Io credo che non bastino le parole. Nella prospettiva dell’alleanza serve un confronto, possibilmente aperto. Anche il Pd subisce lo schema delle correnti e dei rapporti di forza. E questo non aiuta. Anzi, nuoce.

Che errori ha commesso, secondo lei, il Conte 2 per essere arrivato alla crisi che ne ha sancito la fine?
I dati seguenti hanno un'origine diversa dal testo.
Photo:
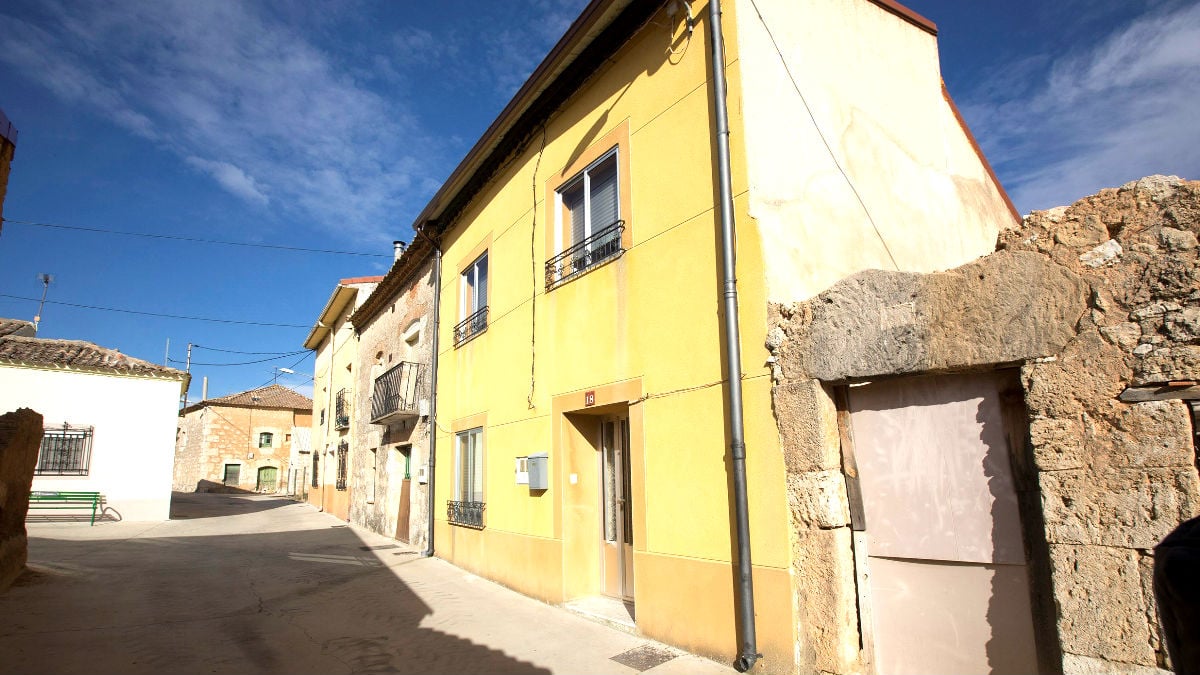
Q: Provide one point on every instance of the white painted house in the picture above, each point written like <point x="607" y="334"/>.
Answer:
<point x="109" y="420"/>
Si è appiattito sulle chiusure. Dalla ricerca ai farmaci, dall’esperienza ospedaliera a quella universitaria, non ha pensato ad alimentare un sistema efficace per curare il Covid, su cui non ha voluto investire e scommettere. Inoltre non ha potenziato l’assistenza territoriale, non ha osato utilizzare misure straordinarie, anche sul versante burocratico, per l’emergenza pandemica che invece le richiedeva. Ha molto centralizzato la gestione del momento. Ha navigato a vista, tenendo a distanza la componente parlamentare. Inoltre ha creato confusione e confuso l’annuncio con l’intervento. Queste cose vanno dette, perché la verità è sempre la migliore medicina.